By her senior year, she was fielding offers of full graduate fellowships from Berkeley, Stanford and MIT. She’s sticking with Berkeley for graduate school. “I might be biased, but Berkeley has the best electrical engineering program in the country,” says Kabuli, who was born in Berkeley and raised in Davis, California. She also credits the campus’s culture, diversity and grit for her decision to accept the Berkeley Fellowship for Graduate Study, which provides financial support for five years. As top graduating senior, Kabuli, 21, a simultaneous degree student in EECS and music, with a perfect 4.0 GPA, will speak this Saturday, May 15, to thousands of her peers, in cap and gown, at a campus-wide virtual commencement ceremony.
Congrats to Elizabeth Blackwater for Receiving the 2021 Don Rabern Department Service Award from the Fort Lewis College Physics & Engineering Department
Congratulations to Elizabeth Blackwater for Receiving the 2021 Don Rabern Department Service Award from the Fort Lewis College Physics & Engineering Department.
Congrats to James Ferguson for Receiving the 2021 Outstanding CE Student Award from the Fort Lewis College Physics & Engineering Department
Congratulations to James Ferguson for Receiving the 2021 Outstanding CE Student Award from the Fort Lewis College Physics & Engineering Department.
JILA Fellow Margaret Murnane has been awarded an Honorary Doctorate from the University of Limerick this year – her 6th Honorary Doctorate.
“I hadn’t even known I was being considered for it,” Murnane says of the award. Murnane, a native of Ireland, is excited to add another excuse to return to the country. Growing up in the 1960s and 1970s in Ireland, only 10% of high school graduates at that time had the opportunity to attend university. It wasn’t until the 1980s and 1990s that Ireland had the resources to invest in higher education by expanding their university system, later followed by flourishing science research.

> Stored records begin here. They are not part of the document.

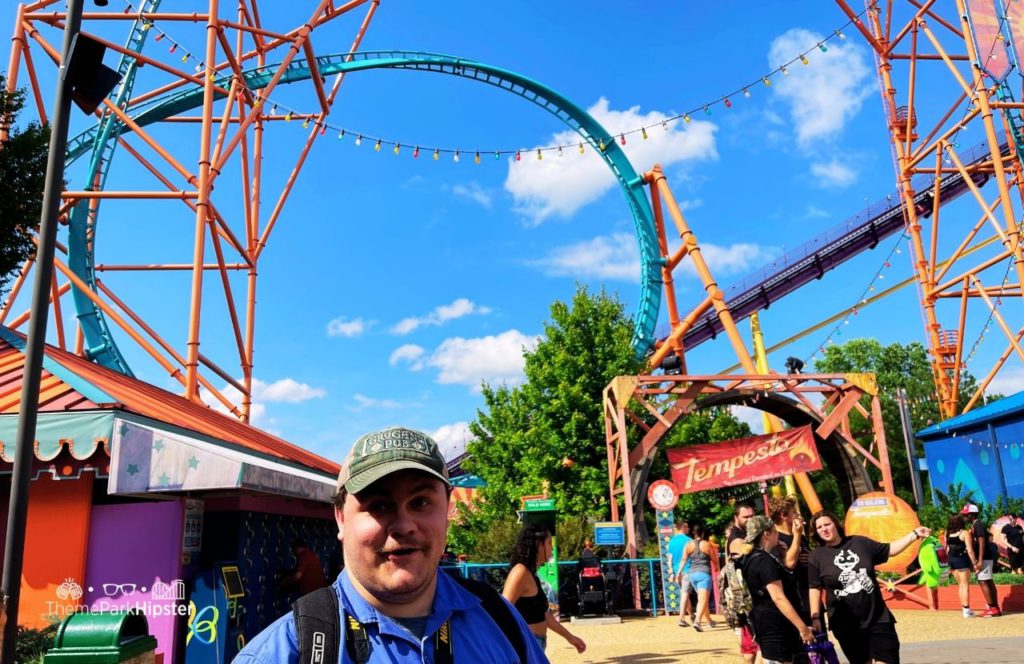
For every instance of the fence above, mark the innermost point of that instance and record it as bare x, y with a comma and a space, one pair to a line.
617, 573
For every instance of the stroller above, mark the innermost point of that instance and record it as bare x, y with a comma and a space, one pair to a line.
593, 588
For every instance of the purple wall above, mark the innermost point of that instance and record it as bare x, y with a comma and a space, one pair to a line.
140, 544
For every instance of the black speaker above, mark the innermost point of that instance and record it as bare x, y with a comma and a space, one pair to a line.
89, 79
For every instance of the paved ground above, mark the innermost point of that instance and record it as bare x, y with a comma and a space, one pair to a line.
928, 638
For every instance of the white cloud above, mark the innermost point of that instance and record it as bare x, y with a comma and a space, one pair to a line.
560, 185
407, 353
472, 192
364, 403
1007, 382
834, 173
495, 359
347, 328
452, 439
617, 257
824, 94
286, 390
439, 316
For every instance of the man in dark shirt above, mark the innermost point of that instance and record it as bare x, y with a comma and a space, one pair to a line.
1013, 537
792, 550
734, 546
984, 558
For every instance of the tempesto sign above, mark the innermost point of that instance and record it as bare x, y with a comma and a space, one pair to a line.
743, 460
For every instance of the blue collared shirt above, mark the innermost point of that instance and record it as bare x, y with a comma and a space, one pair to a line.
475, 637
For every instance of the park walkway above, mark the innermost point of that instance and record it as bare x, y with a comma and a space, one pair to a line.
928, 637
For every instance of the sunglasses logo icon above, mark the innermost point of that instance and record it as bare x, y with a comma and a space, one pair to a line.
126, 589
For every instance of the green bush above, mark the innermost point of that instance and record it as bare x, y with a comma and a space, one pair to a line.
33, 644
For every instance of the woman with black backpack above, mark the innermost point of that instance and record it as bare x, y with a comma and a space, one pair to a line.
778, 628
961, 559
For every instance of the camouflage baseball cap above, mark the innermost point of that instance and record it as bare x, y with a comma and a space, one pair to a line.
378, 454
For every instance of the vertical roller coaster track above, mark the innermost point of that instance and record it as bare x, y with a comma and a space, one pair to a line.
228, 88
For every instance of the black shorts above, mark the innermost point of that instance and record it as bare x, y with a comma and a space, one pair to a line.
960, 563
878, 642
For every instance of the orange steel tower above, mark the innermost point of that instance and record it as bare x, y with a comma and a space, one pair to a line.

Murnane grew up very close to the University of Limerick, which became a university in 1980. She is excited to hopefully be attending the awards ceremony in person in August of 2021. When speaking of her future trip, Murnane stated: “It’ll be great to be able to be with family and friends again.”
Murnane’s group at JILA focuses on ultrafast laser and X-ray science. This year Murnane was also awarded the Franklin Medal in Physics for her work. She shared the award with JILA Fellow Dr. Henry Kapteyn.
Congrats to Sarah Kerr for Receiving the 2021 Excellence in Teaching Award from the CU Boulder Physics Department
Sarah Kerr receives the 2021 Excellence in Teaching Award for outstanding contributions to both the 1120 and 3220 teaching teams, including:
- Above-and-beyond assistance handling unexpected pandemic-related issues
- Serving as an outstanding example of pedagogy to the other TAs
- Always looking for new opportunities to engage with and assist students in these courses.
Congrats to Dr. Alexandra Werth for Receiving the 2021 Excellence in Teaching Award from the CU Boulder Physics Department
Dr. Alexandra Werth receives the 2021 Excellence in Teaching Award for outstanding contributions to Phys 1140:
- Primarily responsible for the design, creation and running of a remote version of the Phys 1140 lab course
- Remote version of Phys 1140 has been very successful and popular with students.